Alfonso Santiago
Alfonso Santiago

Reputation: 531

Defined Type with unspecified dimension Array in Julia

I'm Brand new in Julia. I've been looking around some documentation like [1], [2], [3]. Generally, I found it usefull, but I see some lack of organization in them. They all have the approach of "learning by examples" but any of them have a structured way to approach the remarkable features of the language.

Well, my problem is that I'm trying to build a defined type with some variables. Among them, at least one variable is an n-dimensional array where the dimensions are variables inside that defined type. To start, I cannot even define a fixed dimension tensor in the "struct".

Type Geometry
     dimension::UInt
     coordinates::Array{Float64}(10,2)
end

Says that:

expected Type, got Array.

and, for example:

Type Geometry
     dimension::UInt
     coordinates=Array{Float64}(10,2)
end

Says that:

"assignation" in Type definition is reserved.

Another approach would be define a "pointer" in the Type and then reshape that pointer, something like:

Type Geometry
     dimension::UInt
     coordinates::Float64
end

mesh=Geometry(10,0)
reshape(mesh.coordinates,(10,3))

Says that you cannot reshape an scalar.

So, my two questions are:

There's any way to build this dynamic dimension defined type in julia?

And even more important: do you have any recommended, organized and structured bibliography for julia like we've Metcalf. Fortran 95/2003 explained for fortran?

Thank you all.

Upvotes: 2

Views: 1010

Answers (1)

mbauman
mbauman

Reputation: 31342

You're looking at a very old version of Julia's documentation. Here is the documentation for the current stable version (0.6 right now).

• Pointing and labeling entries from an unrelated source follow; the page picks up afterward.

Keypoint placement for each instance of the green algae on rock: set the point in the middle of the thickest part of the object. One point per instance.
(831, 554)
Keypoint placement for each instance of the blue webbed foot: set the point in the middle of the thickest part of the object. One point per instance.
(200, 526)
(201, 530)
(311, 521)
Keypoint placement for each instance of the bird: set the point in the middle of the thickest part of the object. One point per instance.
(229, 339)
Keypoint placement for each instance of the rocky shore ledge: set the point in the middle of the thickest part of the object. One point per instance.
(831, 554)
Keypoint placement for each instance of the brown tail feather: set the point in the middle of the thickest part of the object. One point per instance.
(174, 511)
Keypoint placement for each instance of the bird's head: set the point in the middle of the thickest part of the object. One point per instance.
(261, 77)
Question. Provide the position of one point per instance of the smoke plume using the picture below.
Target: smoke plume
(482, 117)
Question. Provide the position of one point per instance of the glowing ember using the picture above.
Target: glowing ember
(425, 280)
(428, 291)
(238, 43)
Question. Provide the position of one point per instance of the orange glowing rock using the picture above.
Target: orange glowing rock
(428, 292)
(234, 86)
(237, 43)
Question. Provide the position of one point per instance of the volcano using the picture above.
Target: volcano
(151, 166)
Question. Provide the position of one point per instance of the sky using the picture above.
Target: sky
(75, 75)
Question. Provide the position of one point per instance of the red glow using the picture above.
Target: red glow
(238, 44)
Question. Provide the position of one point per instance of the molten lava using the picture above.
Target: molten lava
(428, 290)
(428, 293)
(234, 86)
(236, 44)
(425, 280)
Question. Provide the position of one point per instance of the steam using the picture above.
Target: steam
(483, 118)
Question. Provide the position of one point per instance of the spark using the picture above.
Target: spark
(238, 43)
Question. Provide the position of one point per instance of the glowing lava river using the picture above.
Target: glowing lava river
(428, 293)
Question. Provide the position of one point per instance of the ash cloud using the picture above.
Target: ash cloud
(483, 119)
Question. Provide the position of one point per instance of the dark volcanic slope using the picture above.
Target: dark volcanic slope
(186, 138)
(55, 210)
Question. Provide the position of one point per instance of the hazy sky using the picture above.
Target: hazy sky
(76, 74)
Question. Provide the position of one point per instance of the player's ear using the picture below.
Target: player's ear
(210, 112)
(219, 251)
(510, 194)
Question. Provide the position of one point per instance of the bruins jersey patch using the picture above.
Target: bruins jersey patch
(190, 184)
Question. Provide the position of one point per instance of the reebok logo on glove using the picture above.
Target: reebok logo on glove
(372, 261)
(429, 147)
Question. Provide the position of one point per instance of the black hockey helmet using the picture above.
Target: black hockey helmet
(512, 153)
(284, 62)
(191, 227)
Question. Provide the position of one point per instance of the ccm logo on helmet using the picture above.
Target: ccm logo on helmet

The expression Array{Float64}(10,2) constructs a 10x2 array (a value). You define fields with types, not values. The corresponding type is Array{Float64, 2} — 2 for two dimensions. The exact number of elements isn't encoded into the array's type; that is part of the value. So you want:

type Geometry
     coordinates::Array{Float64, 2}
end

Of course, this means that every Geometry object must only contain a two-dimensional array. You can make it "dynamic" by simply omitting the parameter for the number of dimensions in the array type (but the tradeoff is that this won't perform as well):

type Geometry
     coordinates::Array{Float64}
end

Now you can construct Geometry objects with coordinate arrays of any dimensionality. A bit more advanced would be to use a parametric type, but I recommend getting the basics of the language down first.

Finally, note that reshape isn't an in-place operation. The returned array shares the data, but the first array retains its original shape.